Synchronizing pulse-coupled oscillators by constraining the phase response curve

TL;DR

This paper derives an analytic condition on the phase response curve that ensures synchronization in networks of pulse-coupled oscillators, extending classical results and applying to neural models.

Contribution

It introduces a new analytic condition on the infinitesimal phase response curve for synchronization, applicable to various network topologies and coupling types.

Findings

Analytic condition guarantees synchronization in pulse-coupled networks.

Condition extends to non-homogeneous coupling scenarios.

Explicit parameters for neural oscillators ensure synchronization.

Abstract

We consider networks of weakly pulse-coupled identical oscillators. In an effort to resolve a long-standing problem, we develop an analytic condition on the infinitesimal phase response curve (iPRC) for synchronized dynamic behaviour, extending the well-known result by Mirollo and Strogatz.
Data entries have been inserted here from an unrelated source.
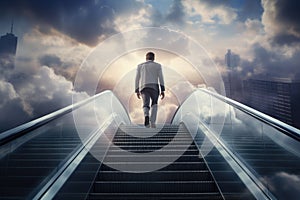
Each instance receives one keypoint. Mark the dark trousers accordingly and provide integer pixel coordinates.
(149, 94)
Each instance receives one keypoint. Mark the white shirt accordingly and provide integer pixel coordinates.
(149, 75)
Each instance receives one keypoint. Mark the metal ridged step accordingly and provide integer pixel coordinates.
(186, 178)
(29, 166)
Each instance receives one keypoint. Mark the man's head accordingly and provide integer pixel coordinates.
(150, 56)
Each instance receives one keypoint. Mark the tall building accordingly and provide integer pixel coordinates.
(233, 83)
(8, 49)
(278, 98)
(8, 43)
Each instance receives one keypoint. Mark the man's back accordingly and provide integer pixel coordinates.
(148, 77)
(149, 73)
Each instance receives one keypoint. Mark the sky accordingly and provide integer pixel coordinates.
(55, 37)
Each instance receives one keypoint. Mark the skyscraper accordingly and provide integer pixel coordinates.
(8, 43)
(276, 97)
(8, 49)
(233, 84)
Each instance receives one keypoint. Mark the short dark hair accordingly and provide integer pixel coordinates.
(150, 56)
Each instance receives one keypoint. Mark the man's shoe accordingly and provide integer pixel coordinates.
(146, 121)
(153, 126)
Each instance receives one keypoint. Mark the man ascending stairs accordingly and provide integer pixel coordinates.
(146, 85)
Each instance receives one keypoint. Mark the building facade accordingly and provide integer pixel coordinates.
(8, 50)
(278, 98)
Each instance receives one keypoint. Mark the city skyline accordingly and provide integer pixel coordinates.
(54, 38)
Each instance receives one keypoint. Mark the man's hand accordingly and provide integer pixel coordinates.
(162, 94)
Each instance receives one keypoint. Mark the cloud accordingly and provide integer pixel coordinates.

Oscillators cluster towards synchronization through recurrent absorptions in the case of fully connected networks. We also point out that the same analytic condition guarantees absorption for general networks, and how the condition is extended for non-homogeneous coupling. For a network of neural oscillators of the quadratic-integrate-and-fire type (QIF) we reinterpret our synchronization result into explicit conditions on the QIF-model parameters.